• Mark

    (@skilettings)


    Hi,

    I had a website running Drupal on another host, so copied all the page text, URL, title and description with the intention of moving to a new host running WordPress. The plan being that I would replicate the same URLs in wordpress with the same content, titles and description.

    During the 1-click install WordPress forced me to install to a subfolder, but let me place the blog on the homepage. I don’t have a blog on the site, so created a number of pages. The problem is that they all show the subfolder and editing the permalink for the page won’t let me remove the reference to the subfolder.

    I ended up messing the site up completely by deleting subfolder from the permalink settings, but I’ve already reinstalled twice, so don’t mind doing it again.

    Can anyone help?

    Thanks,

    Mark

Viewing 3 replies - 1 through 3 (of 3 total)
  • Is it impossible to create the WP site in the root folder instead of in a subfolder?

    Regardeless of this, it’s not always possible to clone the Drupal URL structure in WordPress (Drupal allows more complex options than the predefined URL patterns possible in wordpress) but this should not be the goal.

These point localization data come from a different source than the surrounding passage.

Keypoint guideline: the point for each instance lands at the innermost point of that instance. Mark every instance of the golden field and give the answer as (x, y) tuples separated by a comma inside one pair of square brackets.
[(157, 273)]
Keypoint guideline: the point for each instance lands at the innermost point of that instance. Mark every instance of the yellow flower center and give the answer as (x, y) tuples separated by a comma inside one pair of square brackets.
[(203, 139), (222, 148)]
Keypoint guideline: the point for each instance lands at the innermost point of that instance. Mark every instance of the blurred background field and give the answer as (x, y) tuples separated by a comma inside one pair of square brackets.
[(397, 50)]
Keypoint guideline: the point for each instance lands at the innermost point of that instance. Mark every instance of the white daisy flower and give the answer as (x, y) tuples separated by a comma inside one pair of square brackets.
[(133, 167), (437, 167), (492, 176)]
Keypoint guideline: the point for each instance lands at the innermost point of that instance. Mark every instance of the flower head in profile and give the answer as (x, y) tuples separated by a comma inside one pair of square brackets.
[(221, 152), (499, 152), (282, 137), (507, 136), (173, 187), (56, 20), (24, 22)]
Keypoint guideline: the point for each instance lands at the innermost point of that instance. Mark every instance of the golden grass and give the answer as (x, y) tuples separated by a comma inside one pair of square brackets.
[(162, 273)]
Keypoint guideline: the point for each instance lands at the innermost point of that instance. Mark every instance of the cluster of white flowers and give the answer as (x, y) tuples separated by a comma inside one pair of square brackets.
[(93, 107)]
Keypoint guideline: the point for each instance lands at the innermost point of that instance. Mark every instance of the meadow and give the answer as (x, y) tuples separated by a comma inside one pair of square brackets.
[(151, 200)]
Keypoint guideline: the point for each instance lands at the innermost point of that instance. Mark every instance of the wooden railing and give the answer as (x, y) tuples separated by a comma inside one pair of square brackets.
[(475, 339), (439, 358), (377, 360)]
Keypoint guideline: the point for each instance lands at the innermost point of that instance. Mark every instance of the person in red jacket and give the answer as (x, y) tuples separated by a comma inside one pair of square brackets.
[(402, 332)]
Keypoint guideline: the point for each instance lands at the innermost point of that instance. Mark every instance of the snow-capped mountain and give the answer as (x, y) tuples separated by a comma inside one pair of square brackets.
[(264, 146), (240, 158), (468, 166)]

Your goal should be that all people accessing the site using the old Drupal URLs are redirected to the corresponding WordPress ones. As long as you use 301 redirections for doing this your SEO will not be affected (either using the redirection plug-in or directly in the .htaccess file if you cannot avoid installing the WP site in a subfolder).

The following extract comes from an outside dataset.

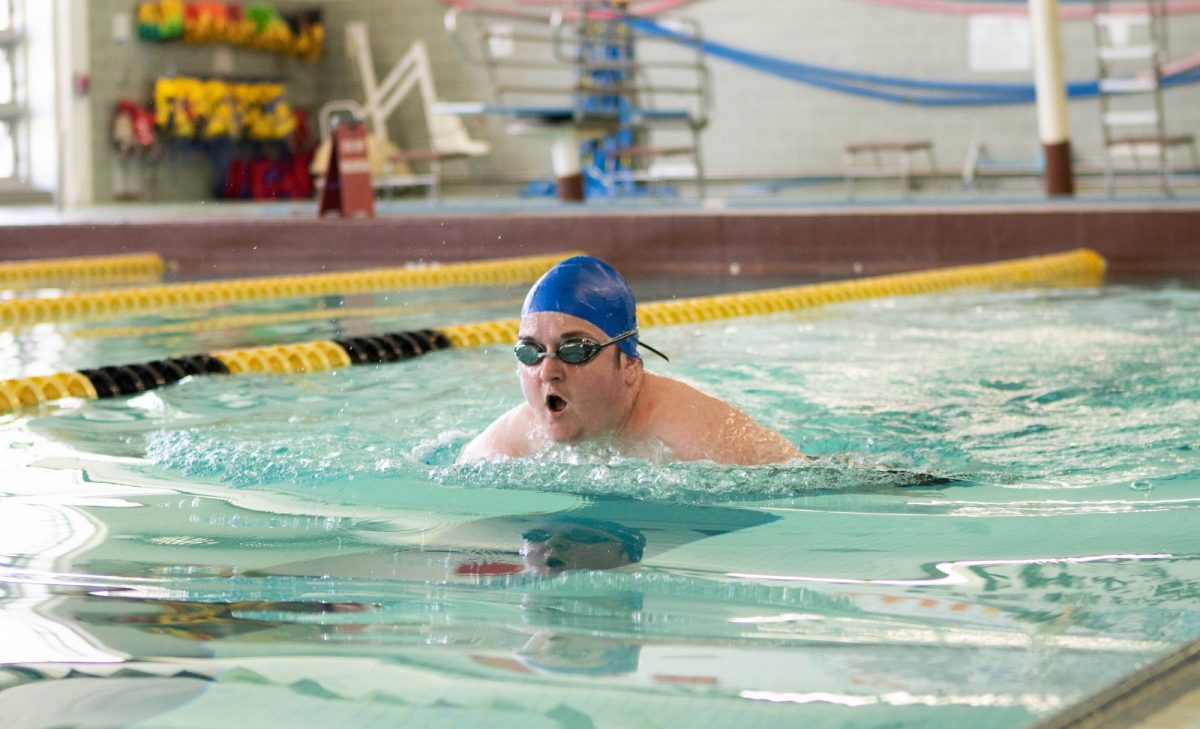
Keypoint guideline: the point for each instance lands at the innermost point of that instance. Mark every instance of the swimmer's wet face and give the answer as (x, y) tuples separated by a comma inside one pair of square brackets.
[(575, 402)]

    And if you would like to have professional help you can always check: https://migratetowp.com

    Hi Skilettings,

    softmodeling is correct on the use of 301 redirects, that is the best way to let visitors and search engines know your pages have moved.

    I’m curious about WordPress not installing to the main document root folder. Make sure you didn’t install WordPress twice or accidentally install something else into that folder. The automated install scripts can be pretty picky, something as simple as an .htaccess file already in the directory can prevent you from installing into the document root. If all else fails, contact your web host and ask theme to take a look at it for you.

    Hope this helps!

    I’ve converted my Drupal to WordPress a few days ago, and I was thinking about my Drupal pages status in Google, that’s hard to handle redirection for each Drupal page.
    I scoured the internet for conversion of these and, in the end, opted to use gConverter LLC services. And wow! what they did? they kept all my new WordPress post’s URLs exact the same ?? I was shocked, perfect solution! This means that google and other search engines will find my new WordPress posts without even redirecting, this is the most important think to save site’s Google page rank.
    For the price, this servise is a godsend! This guys are really professionals, all Drupal content types, taxonomies, users … was migrated to WordPress perfectly.

Viewing 3 replies - 1 through 3 (of 3 total)
  • The topic ‘Drupal to WordPress migration’ is closed to new replies.